How about savory sufganiyot?
Who said your Hanukkah fried goods must be sweet? When you’re tired of jam, custard and powdered sugar, make the Italian style panzerotti – fried pastries filled with tomato sauce and cheese such as mozzarella or salty ricotta. Try adding mushrooms, olives, basil or eggplant to make your panzerotti more uniquely delicious. Tnuva’s kosher mozzarella will be perfect for this dish.
Another great savory version is fried sambusa with lentils and peas, popular among Iraqi Jews.
A tip: when making dough for your sufganiyot, use margarine for a pareve version, or Tnuva’s kosher unsalted butter for a dairy one.
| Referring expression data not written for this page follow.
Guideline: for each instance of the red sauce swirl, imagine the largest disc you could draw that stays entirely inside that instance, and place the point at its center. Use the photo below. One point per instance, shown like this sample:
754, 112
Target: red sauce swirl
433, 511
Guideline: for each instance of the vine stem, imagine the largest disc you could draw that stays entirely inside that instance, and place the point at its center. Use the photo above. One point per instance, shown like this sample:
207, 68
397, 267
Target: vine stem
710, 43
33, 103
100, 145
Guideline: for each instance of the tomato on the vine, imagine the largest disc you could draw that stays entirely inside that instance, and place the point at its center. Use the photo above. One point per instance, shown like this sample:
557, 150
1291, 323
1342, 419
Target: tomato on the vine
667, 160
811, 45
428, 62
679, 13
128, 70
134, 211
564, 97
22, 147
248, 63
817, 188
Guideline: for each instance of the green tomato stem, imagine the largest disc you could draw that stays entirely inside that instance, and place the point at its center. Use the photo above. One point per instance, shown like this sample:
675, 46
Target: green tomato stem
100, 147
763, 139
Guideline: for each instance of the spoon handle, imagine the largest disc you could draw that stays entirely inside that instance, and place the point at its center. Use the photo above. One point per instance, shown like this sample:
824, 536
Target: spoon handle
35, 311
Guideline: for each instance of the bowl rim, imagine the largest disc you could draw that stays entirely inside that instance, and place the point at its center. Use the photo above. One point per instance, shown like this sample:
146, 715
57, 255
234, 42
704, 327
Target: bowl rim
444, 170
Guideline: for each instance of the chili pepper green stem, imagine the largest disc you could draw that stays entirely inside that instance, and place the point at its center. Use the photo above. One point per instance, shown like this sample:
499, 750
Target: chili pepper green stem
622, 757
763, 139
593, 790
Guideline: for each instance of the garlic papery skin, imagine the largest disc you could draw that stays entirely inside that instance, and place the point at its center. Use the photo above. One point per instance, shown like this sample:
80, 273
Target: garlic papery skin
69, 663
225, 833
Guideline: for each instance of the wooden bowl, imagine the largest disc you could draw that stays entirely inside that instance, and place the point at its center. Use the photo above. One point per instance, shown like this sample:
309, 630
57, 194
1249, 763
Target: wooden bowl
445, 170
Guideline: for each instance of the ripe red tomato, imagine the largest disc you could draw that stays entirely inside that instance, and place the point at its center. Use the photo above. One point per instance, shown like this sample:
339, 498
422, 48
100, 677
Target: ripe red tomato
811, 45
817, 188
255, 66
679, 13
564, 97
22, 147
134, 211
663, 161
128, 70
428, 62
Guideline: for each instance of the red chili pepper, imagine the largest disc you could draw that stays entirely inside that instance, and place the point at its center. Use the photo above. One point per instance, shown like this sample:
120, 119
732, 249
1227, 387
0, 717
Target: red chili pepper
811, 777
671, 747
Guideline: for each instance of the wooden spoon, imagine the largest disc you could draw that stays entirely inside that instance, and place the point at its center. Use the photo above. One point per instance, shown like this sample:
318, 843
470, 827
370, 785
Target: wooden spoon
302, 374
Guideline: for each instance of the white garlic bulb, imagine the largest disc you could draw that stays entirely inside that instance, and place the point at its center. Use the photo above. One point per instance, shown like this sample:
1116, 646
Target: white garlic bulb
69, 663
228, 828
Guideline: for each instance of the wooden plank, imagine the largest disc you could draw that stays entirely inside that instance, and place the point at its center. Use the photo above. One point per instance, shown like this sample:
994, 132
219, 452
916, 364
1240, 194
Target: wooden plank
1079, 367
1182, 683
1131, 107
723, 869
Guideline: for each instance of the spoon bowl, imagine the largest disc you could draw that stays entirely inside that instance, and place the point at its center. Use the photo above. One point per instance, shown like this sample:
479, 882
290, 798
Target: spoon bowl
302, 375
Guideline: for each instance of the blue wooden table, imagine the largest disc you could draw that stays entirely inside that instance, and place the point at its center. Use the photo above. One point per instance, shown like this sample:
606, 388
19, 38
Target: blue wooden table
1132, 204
Using high quality butter is important because it creates the softest, fluffiest, most flavorful dough.
Tnuva’s kosher chocolate pudding & raspberry
No need to make your own chocolate filling, just take some delicious Tnuva chocolate pudding (it can be our little secret) and add some fresh, crushed raspberries or other fresh berries of your choice. Mix well and fill your freshly fried, cooled sufganiyot. Yum!
Pistachio crème patisserie
Start with pistachio butter. It’s easy to make, but it’ll add a level of sophistication to your sufganiyot. You’ll need 2 cups of raw pistachios, a pinch of salt and a tbsp. of honey. Roast your pistachios on the preheated pan for 5 minutes, constantly stirring. Put the pistachios, honey and salt in your food processor, and grind until smooth. Voila, the pistachio butter is ready! Leave it in the food processor for now. Next, make crème patisserie (pastry cream) using your favorite classic recipe. Pour 2 cups of the crème into the food processor and mix with the pistachio butter. Done!
Tnuva’s kosher labaneh lemon cheesecake
The tanginess of labaneh will make these sufganiyot light and melt-in-the-mouth. Mix a container of Tnuva’s labaneh with a teaspoon of vanilla extract, 3 tbsp of sugar (add more to taste), 3 tbsp of whipped cream for a lighter texture and taste, 1 tsp of finely grated lemon peel and 1 tbsp of fresh lemon juice. Mix well. For a grown-up only version, substitute lemon juice for a tbsp of Limoncello liquor.